A source at the presidential palace told The Daily Star that Adib did not present a draft Cabinet lineup to Aoun but that the atmosphere of the meeting had been “positive.” He said that the pair evaluated the stances of the political parties after Adib’s consultations with them over the past two days.
The source added that he did not get the impression that Adib would resign after the meeting Saturday, suggesting that some progress was being made on breaking the weekslong deadlock that has marred the government formation process.
Lebanon has been waiting for a new government since outgoing Prime Minister Hassan Diab resigned on Aug. 10, several days after the catastrophic Beirut Port explosion that killed more that 190 people and injured 6,500 more.
Adib hit a brick wall trying to pull together a Cabinet after Shiite parties the Amal Movement and Hezbollah rejected his proposal to change the sectarian leadership of the Finance Ministry in a shakeup of four sovereign ministries. The Finance Ministry has been led by a Shiite since 2014.
A possible breakthrough on the issue was made this week, with Adib holding consultations Thursday with officials from the Amal Movement and Hezbollah.
Amal Movement mouthpiece NBN channel reported that Adib, former Finance Minister Ali Hasan Khalil and Hussein Khalil presented potential Shiite candidates for the Finance Ministry, adding that more talks would be held between the two sides. Ali Hasan Khalil is a top political adviser to Parliament Speaker Nabih Berri, and Hussein Khalil is a key political aide to Hezbollah leader Sayyed Hasan Nasrallah.

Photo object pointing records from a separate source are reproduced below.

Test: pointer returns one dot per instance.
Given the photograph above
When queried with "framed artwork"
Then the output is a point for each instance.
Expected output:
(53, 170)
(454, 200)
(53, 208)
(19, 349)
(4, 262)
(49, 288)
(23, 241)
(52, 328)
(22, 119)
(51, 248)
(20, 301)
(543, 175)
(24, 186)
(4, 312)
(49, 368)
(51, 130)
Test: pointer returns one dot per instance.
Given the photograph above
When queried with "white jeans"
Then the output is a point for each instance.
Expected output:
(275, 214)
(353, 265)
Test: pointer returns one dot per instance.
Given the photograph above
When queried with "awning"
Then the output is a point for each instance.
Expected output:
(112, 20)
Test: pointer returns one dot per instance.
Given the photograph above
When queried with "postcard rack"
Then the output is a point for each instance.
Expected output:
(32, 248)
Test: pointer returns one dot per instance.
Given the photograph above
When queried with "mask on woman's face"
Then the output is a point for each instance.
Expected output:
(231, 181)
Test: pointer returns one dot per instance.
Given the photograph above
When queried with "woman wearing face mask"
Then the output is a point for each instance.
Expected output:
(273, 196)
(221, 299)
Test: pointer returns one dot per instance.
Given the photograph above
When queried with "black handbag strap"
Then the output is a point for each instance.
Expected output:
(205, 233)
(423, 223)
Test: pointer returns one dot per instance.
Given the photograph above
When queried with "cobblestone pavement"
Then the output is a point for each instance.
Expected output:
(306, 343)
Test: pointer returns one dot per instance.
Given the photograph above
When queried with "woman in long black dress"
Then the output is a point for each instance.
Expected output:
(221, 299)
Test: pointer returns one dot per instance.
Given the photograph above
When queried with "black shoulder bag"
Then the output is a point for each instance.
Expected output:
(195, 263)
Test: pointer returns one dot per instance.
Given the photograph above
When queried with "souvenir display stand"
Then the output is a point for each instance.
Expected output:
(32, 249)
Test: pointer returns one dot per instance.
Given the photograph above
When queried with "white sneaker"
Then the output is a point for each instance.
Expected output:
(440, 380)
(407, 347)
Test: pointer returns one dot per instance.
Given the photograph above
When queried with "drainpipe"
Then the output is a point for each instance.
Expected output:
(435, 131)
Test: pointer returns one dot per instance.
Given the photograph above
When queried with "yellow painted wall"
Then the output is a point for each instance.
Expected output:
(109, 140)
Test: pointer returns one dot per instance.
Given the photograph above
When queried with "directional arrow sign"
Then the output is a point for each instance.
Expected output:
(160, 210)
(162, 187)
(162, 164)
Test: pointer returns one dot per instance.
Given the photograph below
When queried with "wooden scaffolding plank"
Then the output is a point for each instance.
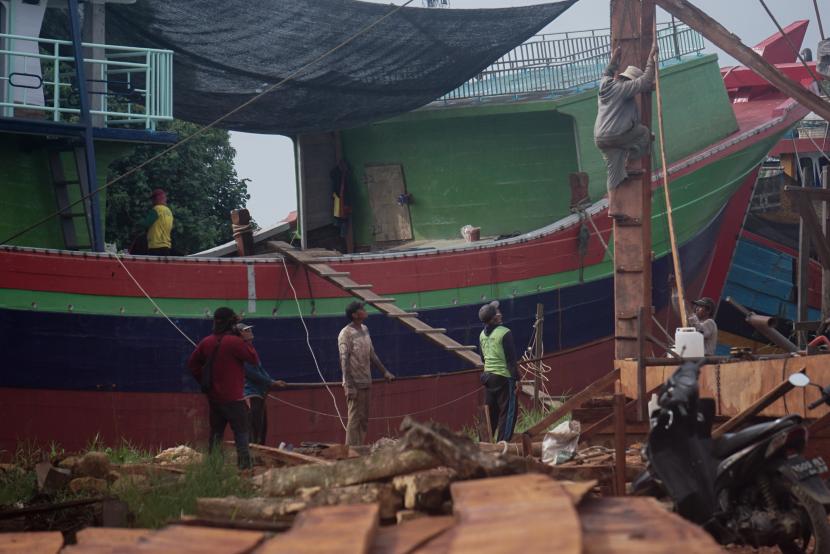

Hezbollah and the Amal Movement have both said they are committed to French President Emmanuel Macron’s proposed road map for the incoming government.
Macron, who in August organized a UN-backed donor conference for Lebanon following the port blast, has said that he will organize a second donor conference if the new “mission government” rapidly presses through a slew of key reforms contained in his roadmap.
During Macron’s Sept. 1 visit to Lebanon, Lebanese politicians said they would form a new government within 15 days. That deadline passed more than a week ago, and French officials have repeatedly urged Lebanon’s political groups to work in unison to form a government and tackle the country’s worst ever financial crisis.